Na ulicy Wspólnej w centrum Warszawy mieści się biuro Prawicy Rzeczpospolitej Marka Jurka. Partia dowiedziała się, że będzie mieć nowych sąsiadów i wcale nie jest z tego powodu zadowolona - na ulicę sprowadzić się mają czołowi politycy Ruchu Palikota - Janusz Palikot, Wanda Nowicka, Robert Biedroń, Andrzej Rozenek i Anna Grodzka, którym dzielnica przyznała tam biura. Sytuacja ta według nas nosi cechy zamierzonej prowokacji politycznej - napisał więc w liście do władz Śródmieścia wiceprezes partii, Jan Abgarowicz. Uważamy, że bliskie sąsiedztwo tak skrajnie różnych organizacji musi powodować konflikty. Znając agresywny antyklerykalizm tej organizacji obawiamy się, że będą one nieuchronne - dodał - pisze wprost.pl
Wysłaliśmy pismo do burmistrza dzielnicy Śródmieście - potwierdza portalowi Lech Łuczyński sekretarz generalny Prawicy Rzeczpospolitej. Miasto ma do swojej dyspozycji kilka tysięcy lokalizacji więc uważamy, że nie musi przeznaczać akurat tego lokalu dla posłów z Ruchu Palikota.

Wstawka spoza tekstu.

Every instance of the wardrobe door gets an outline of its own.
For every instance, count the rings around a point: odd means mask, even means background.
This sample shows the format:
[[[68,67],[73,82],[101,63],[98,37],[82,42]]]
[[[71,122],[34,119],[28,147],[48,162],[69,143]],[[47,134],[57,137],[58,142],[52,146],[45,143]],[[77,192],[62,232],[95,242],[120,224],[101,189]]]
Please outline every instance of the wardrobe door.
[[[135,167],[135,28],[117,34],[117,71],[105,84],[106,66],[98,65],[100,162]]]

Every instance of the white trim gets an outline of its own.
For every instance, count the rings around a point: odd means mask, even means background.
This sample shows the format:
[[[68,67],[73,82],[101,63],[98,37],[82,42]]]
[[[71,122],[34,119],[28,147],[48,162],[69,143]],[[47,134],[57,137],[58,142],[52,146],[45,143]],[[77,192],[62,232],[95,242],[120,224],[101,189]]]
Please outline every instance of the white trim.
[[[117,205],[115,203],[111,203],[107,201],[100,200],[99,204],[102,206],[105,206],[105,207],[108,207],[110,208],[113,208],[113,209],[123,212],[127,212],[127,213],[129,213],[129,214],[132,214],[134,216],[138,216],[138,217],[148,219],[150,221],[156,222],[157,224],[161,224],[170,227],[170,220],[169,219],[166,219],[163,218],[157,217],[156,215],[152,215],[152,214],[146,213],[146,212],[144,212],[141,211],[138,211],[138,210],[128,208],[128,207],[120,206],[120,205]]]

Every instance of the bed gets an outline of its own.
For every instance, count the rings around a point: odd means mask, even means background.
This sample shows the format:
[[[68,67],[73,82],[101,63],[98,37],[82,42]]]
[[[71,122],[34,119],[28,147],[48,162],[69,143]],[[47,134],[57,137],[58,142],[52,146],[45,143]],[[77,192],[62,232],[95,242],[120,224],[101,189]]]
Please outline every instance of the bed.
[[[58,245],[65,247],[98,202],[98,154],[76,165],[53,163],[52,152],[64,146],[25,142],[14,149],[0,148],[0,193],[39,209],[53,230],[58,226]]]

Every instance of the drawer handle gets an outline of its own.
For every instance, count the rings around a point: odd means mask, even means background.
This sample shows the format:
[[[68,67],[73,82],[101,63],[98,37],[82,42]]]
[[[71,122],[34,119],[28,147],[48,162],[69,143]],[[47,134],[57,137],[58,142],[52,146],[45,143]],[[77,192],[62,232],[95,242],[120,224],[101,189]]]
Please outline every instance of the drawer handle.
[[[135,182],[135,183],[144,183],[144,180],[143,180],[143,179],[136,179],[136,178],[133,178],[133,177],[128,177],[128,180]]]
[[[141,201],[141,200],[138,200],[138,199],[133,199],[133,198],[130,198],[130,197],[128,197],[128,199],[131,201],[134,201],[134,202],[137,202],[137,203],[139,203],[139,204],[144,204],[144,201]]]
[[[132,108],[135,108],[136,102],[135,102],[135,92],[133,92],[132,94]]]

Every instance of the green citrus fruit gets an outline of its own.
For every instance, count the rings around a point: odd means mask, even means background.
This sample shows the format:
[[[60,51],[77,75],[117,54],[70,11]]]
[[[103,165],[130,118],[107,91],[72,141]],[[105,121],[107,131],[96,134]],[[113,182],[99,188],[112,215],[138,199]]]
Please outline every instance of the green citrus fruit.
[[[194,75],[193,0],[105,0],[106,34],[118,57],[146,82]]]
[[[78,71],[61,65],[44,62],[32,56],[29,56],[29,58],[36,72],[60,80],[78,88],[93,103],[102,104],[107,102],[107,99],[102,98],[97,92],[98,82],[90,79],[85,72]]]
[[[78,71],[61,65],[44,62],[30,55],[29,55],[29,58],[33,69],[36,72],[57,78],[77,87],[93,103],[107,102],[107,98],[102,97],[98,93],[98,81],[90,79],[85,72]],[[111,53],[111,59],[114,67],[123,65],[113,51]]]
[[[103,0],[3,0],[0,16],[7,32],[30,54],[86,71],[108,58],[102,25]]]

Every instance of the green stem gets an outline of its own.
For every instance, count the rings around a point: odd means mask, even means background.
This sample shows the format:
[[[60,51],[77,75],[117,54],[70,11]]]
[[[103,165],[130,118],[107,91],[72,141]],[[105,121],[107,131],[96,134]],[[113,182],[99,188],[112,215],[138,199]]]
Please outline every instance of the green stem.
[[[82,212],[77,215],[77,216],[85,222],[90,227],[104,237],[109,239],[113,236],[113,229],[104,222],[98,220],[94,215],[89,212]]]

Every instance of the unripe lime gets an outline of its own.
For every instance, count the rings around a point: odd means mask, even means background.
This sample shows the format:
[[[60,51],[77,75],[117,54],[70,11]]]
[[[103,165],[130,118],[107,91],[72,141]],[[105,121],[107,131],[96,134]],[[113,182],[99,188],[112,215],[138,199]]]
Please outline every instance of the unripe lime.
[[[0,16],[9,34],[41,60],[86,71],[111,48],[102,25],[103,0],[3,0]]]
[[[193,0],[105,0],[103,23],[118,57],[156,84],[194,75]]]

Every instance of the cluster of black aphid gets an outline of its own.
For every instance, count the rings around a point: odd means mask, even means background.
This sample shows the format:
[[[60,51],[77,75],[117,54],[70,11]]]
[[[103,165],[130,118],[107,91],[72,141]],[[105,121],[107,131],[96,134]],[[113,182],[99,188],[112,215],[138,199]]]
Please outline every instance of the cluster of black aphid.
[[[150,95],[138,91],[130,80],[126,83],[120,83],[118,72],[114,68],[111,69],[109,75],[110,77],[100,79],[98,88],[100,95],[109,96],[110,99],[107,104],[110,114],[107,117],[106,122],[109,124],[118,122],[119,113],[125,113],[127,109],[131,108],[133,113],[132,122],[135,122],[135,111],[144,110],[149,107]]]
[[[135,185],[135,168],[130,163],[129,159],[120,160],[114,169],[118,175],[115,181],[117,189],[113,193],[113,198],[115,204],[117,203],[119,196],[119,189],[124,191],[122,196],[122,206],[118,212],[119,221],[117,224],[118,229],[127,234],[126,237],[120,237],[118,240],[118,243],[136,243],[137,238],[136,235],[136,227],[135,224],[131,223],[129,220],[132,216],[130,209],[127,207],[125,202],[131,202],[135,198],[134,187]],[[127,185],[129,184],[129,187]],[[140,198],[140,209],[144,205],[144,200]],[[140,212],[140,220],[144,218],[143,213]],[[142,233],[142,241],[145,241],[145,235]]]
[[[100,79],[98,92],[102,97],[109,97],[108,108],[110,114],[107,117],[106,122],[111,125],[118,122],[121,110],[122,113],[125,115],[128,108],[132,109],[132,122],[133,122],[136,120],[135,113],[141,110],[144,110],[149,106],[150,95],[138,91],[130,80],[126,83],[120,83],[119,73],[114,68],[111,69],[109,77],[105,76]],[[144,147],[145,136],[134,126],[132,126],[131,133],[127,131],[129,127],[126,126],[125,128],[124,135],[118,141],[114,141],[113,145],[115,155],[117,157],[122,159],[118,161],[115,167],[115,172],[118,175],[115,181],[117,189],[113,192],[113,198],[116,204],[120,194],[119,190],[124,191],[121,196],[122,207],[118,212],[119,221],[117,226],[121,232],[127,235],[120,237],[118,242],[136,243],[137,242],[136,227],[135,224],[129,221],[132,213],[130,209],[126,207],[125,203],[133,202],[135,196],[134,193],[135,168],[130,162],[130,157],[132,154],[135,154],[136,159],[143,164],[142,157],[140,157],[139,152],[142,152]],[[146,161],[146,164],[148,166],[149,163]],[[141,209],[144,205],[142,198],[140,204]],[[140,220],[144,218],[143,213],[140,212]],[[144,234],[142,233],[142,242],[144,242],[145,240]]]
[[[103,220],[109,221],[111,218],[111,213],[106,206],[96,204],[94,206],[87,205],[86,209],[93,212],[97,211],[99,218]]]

Mamy ich teraz przez ścianę Do nas przychodzą ludzie o dokładnie przeciwnych poglądach niż ewentualni interesanci Ruchu Palikota. Ludzie z ruchów pro life czy ci za rodzinami wielodzietnymi i co widzą? No, widzą Ruch Palikota. To będzie nam uniemożliwiało normalnie działanie biura - tłumaczy.
Druga strona nie przejmuje się skargami sąsiadów. Zawsze się mogą wyprowadzić, przecież nikt im nie broni - mówi wprost.pl Andrzej Rozenek.